I keep having this nagging thought that the FED actually knows this recovery is over and furthermore wants to cause a recession. No not a massive slump that will wipe everyone out, but some sort of "mild affair" they THINK they can control. The idea they can control a recession is of course preposterous, but no more so that the FED can engineer a perfect soft landing.

OK Mish why would the FED want to engineer a "soft recession"?

To answer that question, we must take a step back and look at 2001. The thing the FED feared most in 2001 was a complete bust of corporate credit. That is why they slashed rates to 1%. Corporate bonds were on the verge of a complete meltdown. Cash balance sheets of companies were in horrid shape.

Cash balance sheets are in great shape now compared to 2001-2002. The problem is that there are numerous junk bond offerings all for the purpose of share buybacks at absurd prices. Corporations are wasting their cash on buybacks and leveraged buyouts and mergers just as happened in 2000. It seems no one has learned a thing. That is the problem the FED faces and it is not pretty.

To rein in the junk bond bubble the FED may have to futher risk a substantial hit to the housing bubble where a peak is clearly in place. But if the FED allows the junk bond bubble to continue, corporations will continue draining their cash as they did in 2002. If the FED pauses early they give a continued green light to the junk bond market. That is the dilema facing the FED today. The FED must at all costs act to rein in the corporate bond bubble. A "mild recession" hoping to deal with the aftermath may be what the FED is shooting for.

Furthermore, I doubt the FED cares much about consumers or consumer problems until it starts seriosuly affecting corpoarte balance sheets. It's a tough balancing act that is in fact impossible to solve. More than likely the FED has more than overshot when it comes to housing and consumer spending but has not overshot when it comes to popping the junk bond bubble.

Those looking for a bubble in bonds should be looking at the junk bond market not treasuries. Even the junkiest of corporation are having an easy time raising cash for no other purpose than stock buybacks. Literally it is insane and that is one thing the FED is fighting (at least that is what I hope they are doing). So.... Does the FED really think this economy is strong or are they providing an excuse to keep tightening until the junk bond market gets the idea? Am I giving the FED too much credit? Do they really even know what they are doing at all?

If the FED is targeting asset prices, credit lending, and junk bonds, housing might be flattened by the time junk bonds capitulate. Then again there could be some sort of "credit event" as we saw with LTCM where overnight we went from complacency to near panic. The middle ground is to look for two more hikes, followed by a long pause.

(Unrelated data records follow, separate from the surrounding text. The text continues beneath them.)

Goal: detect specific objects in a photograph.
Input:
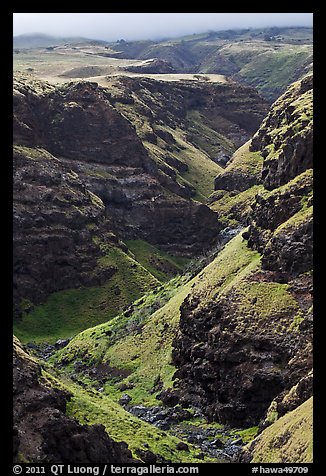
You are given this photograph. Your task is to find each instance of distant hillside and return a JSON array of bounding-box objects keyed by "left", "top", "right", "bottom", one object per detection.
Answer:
[
  {"left": 13, "top": 33, "right": 106, "bottom": 49},
  {"left": 108, "top": 27, "right": 313, "bottom": 102}
]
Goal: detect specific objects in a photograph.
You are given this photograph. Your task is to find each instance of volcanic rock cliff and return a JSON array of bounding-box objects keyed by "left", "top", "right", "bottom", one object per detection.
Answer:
[
  {"left": 13, "top": 338, "right": 134, "bottom": 464},
  {"left": 173, "top": 77, "right": 312, "bottom": 432}
]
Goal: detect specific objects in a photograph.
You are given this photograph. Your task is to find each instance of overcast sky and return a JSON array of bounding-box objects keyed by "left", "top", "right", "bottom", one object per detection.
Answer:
[{"left": 14, "top": 13, "right": 312, "bottom": 41}]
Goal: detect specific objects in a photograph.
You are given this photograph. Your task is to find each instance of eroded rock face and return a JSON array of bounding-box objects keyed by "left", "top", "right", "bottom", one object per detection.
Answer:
[
  {"left": 251, "top": 75, "right": 313, "bottom": 190},
  {"left": 173, "top": 275, "right": 312, "bottom": 427},
  {"left": 14, "top": 75, "right": 220, "bottom": 255},
  {"left": 170, "top": 78, "right": 313, "bottom": 426},
  {"left": 13, "top": 339, "right": 134, "bottom": 464},
  {"left": 13, "top": 147, "right": 118, "bottom": 315}
]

That is what happened in the UK and we seem to be following in their footsteps. A recession is coming but somehow the junk bond market and the equity markets have not gotten the message or worse yet just do not care (for now). The longer they continue not to care the more potential hikes the FED gets in.

Everything can not be bullish for stock 100% of the time. Stocks were rising as the FED was hiking and the pundits were saying that hikes showed the economy is strong so "buy stocks", now we we are supposed to buy stocks because the fed is about ready to pause. If and when the FED cuts the message will be "buy stocks". No matter what the situation is, the message is constant "buy stocks". Meanwhile the yield curve is saying there is a problem. One more hike with the long end of the curve not rising and the yield curve will be screaming recession. Trust the yield curve.